Bubbles ask for 40 cents afoot, but the developer rejects that. As leverage, the man reminds Bubbles that he knows that the copper is stolen. The developer has no problem taking the stolen copper, but he happily uses that fact to drive down the price. Bubbles try ethical appeal. “35 cents afoot, and that all, that all in respect I have for y’all and what y’all trying to do in our community, with these quality domiciles here.” Bubbles once again describe himself as a charitable benefactor, willing to sacrifice his own needs by cutting the developer a deal that will help contribute to the broader growth of Baltimore. Of course, Bubbles has this completely backwards. After all, the copper that he stole had a destination as well; if not for these “quality domiciles,” then somewhere else on the Westside. The contractor says “30 cents a foot, take it or leave it,” and of course, the hungry fiends take it.
The sequence ends with the three fiends celebrating their score by shooting up in a domicile that is decidedly not-quality. From the outside, it looks like it could be the same vacant that Wallace and his makeshift family occupy, but a look inside reveals even more filth and squalor. Johnny once again boasts “my plan, Bubbs,” and Bubbles gives him credit, half bowing and declaring “this here white boy day!”
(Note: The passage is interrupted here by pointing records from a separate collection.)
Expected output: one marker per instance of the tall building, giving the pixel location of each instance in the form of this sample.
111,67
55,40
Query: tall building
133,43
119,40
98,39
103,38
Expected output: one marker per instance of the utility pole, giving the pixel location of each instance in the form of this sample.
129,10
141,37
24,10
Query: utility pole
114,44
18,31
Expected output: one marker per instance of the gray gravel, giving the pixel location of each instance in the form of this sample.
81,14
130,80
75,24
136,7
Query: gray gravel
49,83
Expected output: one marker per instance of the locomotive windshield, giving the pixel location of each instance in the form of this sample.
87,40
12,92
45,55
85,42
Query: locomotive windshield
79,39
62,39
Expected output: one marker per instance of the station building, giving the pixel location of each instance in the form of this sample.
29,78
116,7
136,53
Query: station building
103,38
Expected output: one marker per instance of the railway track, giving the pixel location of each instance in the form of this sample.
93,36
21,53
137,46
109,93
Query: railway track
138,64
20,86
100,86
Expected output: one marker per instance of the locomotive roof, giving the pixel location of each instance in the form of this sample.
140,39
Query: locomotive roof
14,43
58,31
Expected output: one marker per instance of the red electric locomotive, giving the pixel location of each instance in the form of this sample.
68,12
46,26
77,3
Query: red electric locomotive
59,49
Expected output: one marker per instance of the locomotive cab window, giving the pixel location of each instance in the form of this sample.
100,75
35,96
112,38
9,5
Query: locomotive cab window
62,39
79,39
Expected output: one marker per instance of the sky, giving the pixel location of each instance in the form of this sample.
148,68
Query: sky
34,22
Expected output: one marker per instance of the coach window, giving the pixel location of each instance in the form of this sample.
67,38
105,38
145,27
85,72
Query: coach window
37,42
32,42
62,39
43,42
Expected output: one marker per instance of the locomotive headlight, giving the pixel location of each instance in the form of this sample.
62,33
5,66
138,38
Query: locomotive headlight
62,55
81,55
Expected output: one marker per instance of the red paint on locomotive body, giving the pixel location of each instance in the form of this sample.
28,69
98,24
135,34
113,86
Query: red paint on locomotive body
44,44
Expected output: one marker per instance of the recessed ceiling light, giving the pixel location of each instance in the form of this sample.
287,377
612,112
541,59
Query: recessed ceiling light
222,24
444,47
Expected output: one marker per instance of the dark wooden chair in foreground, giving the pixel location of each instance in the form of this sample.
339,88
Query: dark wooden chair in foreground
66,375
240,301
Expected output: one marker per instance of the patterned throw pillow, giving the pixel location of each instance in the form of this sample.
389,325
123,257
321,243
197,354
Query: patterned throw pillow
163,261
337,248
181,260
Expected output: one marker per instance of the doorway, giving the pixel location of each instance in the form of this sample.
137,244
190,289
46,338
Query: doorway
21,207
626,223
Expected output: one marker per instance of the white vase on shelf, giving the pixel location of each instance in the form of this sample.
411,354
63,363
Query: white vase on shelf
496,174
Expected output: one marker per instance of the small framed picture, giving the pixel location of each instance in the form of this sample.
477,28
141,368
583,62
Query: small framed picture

Then Bubbles proposes a plan of his own. “We’re gonna wait for that cheap-ass speculating motherfucker to put that good copper line back into them rowhouses he’s fixng up, and then, before the drywall go up, we creep back in there and steal that shit right back.” It is a perfect plan, in theory, one that not only pays the contractor back for lowballing them, but also gives them a second score on the same batch of copper. Theoretically, this cycle could continue: Bubbles and crew take that twice-stolen copper to another contractor (maybe the same one who was supposed to receive that original shipment from the copper house), and then another set of fiends goes in and takes that copper for their own score, and so on to infinity.
This is the true flow of energy in the projects. Just as Omar steals from the Barksdales and redistributes the drugs in a different part of town, Bubbles and his crew merely push around the same material from place to place, skimming just enough on each transfer to get their daily blast. The problem is, as the copper goes in and out of the buildings, and the syringes go in and out of their veins, something is always lost. This is a perfect model of urban entropy, where each transfer leads to a minute, immediate growth but a far more devastating longer-term loss: the loss of health, money, material and community. The only ones who gain are the ones who are on the other end of the transaction, the developers who get paid no matter where the copper comes from, and the drug lords collecting money $10 at a time and shipping it off to that giant safe in the corner of the kingpin’s office.
At the end of the episode, equilibrium claims its due. Bubbles wakes from a hard-earned stupor to the sound of shouting in the street below. He goes to the broken window and sees his partner face down on the ground, complaining that the cops are harassing him because he is white. “That boy ain’t got no luck,” Bubbles says sadly. Johnny, who was so proud to be out, ends up right back in. It is white boy day no longer.